Toda marca de cosméticos que quer vender no Brasil precisa passar pela Anvisa. A boa notícia: para a maioria dos produtos o processo é mais simples do que parece — e quando a fabricação é feita por um laboratório já licenciado, boa parte do trabalho regulatório está resolvida antes de o seu projeto começar.

Este guia explica como funciona a regularização de produtos de higiene pessoal, cosméticos e perfumes, o que mudou nas regras recentes, e o que fica a cargo da fábrica versus o que fica a cargo da marca.

Conteúdo informativo, atualizado em julho de 2026. Não substitui a análise regulatória do seu produto específico.

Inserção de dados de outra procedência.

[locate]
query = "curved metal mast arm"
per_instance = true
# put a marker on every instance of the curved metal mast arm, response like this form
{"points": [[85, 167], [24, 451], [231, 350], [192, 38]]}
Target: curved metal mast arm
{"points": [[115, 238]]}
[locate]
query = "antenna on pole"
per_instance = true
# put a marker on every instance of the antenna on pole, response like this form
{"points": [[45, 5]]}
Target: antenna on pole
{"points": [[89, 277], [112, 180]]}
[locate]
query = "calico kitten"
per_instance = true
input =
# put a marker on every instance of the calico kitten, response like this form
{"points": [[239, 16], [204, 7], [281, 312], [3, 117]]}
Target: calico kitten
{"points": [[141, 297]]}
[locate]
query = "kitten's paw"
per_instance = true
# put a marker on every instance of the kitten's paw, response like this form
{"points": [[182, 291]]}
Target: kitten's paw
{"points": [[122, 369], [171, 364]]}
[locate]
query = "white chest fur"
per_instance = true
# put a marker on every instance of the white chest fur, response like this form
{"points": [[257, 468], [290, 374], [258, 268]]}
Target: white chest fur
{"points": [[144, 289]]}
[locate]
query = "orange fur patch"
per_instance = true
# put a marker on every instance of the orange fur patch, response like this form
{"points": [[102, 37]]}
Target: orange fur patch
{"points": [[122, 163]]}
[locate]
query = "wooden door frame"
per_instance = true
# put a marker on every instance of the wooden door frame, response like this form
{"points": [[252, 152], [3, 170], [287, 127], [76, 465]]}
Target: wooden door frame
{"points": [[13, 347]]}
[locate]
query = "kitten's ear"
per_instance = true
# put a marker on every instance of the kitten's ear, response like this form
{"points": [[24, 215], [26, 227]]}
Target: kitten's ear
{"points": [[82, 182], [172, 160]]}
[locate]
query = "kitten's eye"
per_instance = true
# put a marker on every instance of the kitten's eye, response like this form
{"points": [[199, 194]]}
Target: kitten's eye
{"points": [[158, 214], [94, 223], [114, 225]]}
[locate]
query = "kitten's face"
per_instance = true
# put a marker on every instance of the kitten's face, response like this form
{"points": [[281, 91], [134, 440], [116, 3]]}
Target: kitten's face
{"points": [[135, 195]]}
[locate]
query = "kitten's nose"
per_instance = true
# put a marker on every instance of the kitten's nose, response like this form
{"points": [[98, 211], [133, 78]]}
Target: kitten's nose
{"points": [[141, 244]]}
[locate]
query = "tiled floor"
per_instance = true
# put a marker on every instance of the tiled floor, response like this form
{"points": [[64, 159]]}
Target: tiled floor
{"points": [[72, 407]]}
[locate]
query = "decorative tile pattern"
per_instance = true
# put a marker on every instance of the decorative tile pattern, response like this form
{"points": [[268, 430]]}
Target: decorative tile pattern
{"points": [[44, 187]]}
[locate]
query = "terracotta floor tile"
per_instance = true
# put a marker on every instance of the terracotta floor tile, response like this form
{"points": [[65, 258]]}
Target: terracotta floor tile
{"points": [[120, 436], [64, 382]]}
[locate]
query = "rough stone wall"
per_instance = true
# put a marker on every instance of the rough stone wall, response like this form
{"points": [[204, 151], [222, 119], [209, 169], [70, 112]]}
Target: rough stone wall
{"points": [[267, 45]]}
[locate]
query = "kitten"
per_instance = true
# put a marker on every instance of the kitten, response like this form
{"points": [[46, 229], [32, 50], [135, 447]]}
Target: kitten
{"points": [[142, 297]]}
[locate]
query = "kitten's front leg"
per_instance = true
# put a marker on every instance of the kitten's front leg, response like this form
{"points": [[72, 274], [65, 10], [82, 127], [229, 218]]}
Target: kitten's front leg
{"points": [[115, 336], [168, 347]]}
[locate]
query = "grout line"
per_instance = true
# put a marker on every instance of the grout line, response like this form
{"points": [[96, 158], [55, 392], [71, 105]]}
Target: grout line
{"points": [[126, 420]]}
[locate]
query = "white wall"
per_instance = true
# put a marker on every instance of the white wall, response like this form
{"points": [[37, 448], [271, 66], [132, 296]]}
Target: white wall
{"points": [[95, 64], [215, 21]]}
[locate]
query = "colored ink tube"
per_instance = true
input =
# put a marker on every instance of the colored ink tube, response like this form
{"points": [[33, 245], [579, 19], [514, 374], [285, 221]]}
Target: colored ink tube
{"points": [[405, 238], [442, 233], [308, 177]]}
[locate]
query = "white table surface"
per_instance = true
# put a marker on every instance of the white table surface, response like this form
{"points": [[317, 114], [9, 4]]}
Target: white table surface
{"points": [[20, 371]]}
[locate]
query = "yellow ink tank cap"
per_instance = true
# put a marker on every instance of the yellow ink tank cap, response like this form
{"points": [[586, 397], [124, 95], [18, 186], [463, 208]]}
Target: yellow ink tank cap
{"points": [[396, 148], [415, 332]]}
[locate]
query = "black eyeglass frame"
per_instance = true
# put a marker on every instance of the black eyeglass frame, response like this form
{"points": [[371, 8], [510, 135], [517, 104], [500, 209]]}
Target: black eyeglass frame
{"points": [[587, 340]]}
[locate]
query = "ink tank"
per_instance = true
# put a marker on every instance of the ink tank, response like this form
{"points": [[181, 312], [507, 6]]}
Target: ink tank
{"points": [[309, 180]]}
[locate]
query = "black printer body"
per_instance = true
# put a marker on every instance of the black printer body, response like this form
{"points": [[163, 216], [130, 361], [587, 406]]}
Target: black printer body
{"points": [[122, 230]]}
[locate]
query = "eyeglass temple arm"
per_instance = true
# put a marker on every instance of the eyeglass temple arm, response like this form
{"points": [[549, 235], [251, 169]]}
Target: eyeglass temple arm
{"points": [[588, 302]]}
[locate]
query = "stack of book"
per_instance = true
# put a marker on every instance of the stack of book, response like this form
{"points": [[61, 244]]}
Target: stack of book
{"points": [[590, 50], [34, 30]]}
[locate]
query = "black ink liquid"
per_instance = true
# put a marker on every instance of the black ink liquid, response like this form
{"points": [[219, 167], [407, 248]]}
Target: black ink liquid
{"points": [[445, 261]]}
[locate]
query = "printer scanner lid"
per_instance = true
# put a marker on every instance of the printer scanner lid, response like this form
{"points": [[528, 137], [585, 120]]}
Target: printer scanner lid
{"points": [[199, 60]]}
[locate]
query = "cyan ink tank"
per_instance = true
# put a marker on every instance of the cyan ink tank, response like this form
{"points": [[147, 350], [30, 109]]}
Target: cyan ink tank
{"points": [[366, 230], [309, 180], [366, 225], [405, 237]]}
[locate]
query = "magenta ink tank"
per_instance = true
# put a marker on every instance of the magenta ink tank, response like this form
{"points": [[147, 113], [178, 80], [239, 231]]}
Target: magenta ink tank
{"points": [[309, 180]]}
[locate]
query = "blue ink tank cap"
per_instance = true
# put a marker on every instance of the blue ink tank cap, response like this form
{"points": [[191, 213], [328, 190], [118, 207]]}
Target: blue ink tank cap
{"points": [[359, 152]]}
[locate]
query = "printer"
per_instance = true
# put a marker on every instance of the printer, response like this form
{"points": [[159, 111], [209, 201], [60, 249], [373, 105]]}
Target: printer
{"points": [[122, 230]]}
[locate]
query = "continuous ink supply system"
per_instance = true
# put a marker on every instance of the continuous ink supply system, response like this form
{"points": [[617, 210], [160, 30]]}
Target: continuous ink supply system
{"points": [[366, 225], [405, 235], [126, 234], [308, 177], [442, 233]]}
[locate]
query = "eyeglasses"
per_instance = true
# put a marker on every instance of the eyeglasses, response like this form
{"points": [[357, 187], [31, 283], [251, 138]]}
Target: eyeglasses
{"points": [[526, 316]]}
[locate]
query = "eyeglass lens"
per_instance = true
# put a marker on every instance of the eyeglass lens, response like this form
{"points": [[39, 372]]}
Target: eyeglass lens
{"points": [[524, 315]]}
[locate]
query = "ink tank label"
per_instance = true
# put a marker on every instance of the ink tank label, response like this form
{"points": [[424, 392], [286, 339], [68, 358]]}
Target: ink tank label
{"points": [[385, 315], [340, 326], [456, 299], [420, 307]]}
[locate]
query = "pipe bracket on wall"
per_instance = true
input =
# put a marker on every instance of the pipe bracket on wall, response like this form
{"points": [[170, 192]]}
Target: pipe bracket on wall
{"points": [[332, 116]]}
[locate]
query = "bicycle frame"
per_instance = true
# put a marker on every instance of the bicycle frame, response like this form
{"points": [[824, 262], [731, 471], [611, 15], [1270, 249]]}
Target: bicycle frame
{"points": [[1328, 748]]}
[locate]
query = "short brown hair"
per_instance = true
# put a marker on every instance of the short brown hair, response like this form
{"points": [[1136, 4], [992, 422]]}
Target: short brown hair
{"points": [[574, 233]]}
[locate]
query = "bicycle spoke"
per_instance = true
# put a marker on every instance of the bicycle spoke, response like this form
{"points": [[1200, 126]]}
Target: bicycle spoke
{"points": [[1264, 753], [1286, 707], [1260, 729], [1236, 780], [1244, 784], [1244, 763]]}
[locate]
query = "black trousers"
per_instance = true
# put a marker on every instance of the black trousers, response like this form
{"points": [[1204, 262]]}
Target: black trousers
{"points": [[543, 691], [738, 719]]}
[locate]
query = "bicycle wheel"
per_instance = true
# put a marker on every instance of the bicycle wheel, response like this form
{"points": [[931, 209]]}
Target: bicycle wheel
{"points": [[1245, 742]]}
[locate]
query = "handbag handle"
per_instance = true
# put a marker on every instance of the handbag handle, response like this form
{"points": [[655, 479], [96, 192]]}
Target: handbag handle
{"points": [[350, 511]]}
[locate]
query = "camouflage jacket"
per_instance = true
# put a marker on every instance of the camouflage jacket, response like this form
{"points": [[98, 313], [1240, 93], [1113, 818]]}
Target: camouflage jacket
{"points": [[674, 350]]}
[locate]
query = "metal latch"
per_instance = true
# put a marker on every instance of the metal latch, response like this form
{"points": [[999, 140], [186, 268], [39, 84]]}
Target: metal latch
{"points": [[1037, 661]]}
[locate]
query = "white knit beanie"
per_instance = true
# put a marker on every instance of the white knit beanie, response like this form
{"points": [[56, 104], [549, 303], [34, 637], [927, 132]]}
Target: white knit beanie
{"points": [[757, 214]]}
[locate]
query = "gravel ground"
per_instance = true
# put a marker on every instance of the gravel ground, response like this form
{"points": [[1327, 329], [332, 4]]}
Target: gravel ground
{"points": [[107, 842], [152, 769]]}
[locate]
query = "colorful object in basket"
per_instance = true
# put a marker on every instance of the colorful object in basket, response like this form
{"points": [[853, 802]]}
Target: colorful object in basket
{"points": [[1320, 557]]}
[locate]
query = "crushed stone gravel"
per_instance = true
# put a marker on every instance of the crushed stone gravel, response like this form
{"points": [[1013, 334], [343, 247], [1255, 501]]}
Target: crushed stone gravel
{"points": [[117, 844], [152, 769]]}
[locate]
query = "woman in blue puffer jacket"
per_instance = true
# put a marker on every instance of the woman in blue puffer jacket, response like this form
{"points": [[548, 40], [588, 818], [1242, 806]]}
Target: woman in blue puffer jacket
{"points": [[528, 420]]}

Em uma frase: a maioria dos cosméticos é isenta de registro e entra no mercado por comunicação prévia em poucos dias. Só nove grupos de produtos exigem registro prévio com análise da Anvisa — e grau 2 não é um deles.

O marco regulatório atual

Desde o fim de 2024, a regularização de cosméticos no Brasil é regida principalmente pela RDC nº 907/2024, que consolidou definição, classificação, rotulagem, embalagem, controle microbiológico e procedimentos de regularização em uma única resolução. A lista de classificação foi atualizada pela RDC nº 949/2024, que internalizou a Resolução GMC Mercosul nº 18/2023.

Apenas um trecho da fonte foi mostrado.